As the Betsi development team states
If it happened, betsi detected it*.
* You can always change the sensitivity though 😛
In the following graph, the black dotted lines are the breakpoints. Keep in mind though, that at the moment, we are working on finding a better way to represent 200 parameters used for anomaly detection. If you believe you can contribute to the project with ideas, your expertise and knowledge, don’t hesitate to reach out to the team by joining their matrix/element chatroom
As Adithya stated in his blog post, participation in the Polaris project was a more diverse learning experience than what he had expected initially. To this, we believe, that the catalytic factor was the Libre Space community and its continuous effort to share knowledge. Adithya has been an invaluable and active member of this community from the very start. And we could not be more thrilled to see him contribute and participate with such a zest and devotion.
Adithya learned to read, comprehend in-depth and implement research papers contributing to Betsi’s creation.
He learned to interface to FTP over Python and learned to create a stable API to fetch space weather data.

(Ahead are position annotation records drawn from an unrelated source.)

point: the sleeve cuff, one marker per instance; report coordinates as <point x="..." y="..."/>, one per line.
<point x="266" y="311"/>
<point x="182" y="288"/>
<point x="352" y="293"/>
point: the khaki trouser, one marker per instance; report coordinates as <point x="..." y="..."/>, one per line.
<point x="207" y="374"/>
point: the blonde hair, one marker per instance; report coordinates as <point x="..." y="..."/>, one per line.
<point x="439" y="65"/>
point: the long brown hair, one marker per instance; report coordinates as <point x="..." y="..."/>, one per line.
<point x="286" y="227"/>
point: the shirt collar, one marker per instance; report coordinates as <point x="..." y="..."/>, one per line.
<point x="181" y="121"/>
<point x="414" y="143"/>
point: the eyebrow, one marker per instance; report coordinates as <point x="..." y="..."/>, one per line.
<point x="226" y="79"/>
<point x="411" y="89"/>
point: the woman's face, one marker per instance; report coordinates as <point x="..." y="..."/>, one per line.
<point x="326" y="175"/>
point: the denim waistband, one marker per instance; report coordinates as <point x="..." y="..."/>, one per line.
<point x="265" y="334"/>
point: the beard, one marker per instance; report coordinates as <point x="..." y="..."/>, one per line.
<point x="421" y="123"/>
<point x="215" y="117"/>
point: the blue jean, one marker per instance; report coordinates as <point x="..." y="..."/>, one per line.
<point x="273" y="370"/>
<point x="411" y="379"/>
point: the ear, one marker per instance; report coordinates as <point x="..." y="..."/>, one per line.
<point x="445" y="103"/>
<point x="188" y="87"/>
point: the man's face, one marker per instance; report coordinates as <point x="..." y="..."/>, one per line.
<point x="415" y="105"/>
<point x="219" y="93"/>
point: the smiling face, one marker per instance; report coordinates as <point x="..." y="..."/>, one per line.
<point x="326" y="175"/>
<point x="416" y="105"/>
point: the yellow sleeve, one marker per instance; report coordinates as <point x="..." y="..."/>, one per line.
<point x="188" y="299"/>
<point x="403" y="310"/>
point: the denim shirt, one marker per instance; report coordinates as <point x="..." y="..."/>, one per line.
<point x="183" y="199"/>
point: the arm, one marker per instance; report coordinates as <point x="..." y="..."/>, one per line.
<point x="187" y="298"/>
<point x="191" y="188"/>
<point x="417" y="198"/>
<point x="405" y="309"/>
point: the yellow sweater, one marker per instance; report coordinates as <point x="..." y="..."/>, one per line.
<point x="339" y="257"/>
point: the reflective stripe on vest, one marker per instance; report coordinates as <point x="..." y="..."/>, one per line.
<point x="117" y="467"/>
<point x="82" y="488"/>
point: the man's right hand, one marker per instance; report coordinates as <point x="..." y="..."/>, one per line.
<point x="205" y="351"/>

Tested several DBMS to find the best pick for space weather data which will also be future proof.
He familiarised himself with the Polaris API in-depth to be able to add weather data. Enabling, thus, Polaris to provide better results.
While also contributing to improving the web graph user experience.
Currently, Adithya is working on analysing a way to skip the normalisation steps (which converts data to SI units), which will allow Libre Space Foundation to support all satellites whose telemetry can be decoded. At the same time, he is collaborating closely with a satellite team to perform further tests.
As an active member of our community, Adithya has helped greatly guiding new users interested in Polaris to set it up.
In the future, Adithya and the rest of the Polaris team will be working on integrating Betsi into Polaris and create a way to represent Betsi’s data in a meaningful and useful manner. They will also focus on improving the experience of the visualisation module and adding more input from SatNOGS in Polaris as soon as all the afore-mentioned changes and improvements are implemented.
All of this was possible because of your support. You not only helped me in my work but also helped me grow as an individual. I learnt so much more than just programming. I learnt to respect and enjoy the open-source culture, make my own decisions, put my point across and defend it. I learnt to be self-sufficient but also approach you when I need it (you were always there to guide me). If any of you are reading this, please know that you have helped me realize the potential I carry in me and I will forever be indebted to you for that!
We wholeheartedly believe that both on an individual and on a community level, our contributors deeply desire to empower their fellow community members and work hard towards achieving that. They do so with as much devotion as we have for the open-source technologies and methodologies. It is the inspiring combination of our community (and its members) and the Open methodologies we follow that empower everyone to continuously dream, contribute and innovate. We truly believe Adithya is one such valuable member of our community, and we cannot wait to see what the future holds for him and see him thrive.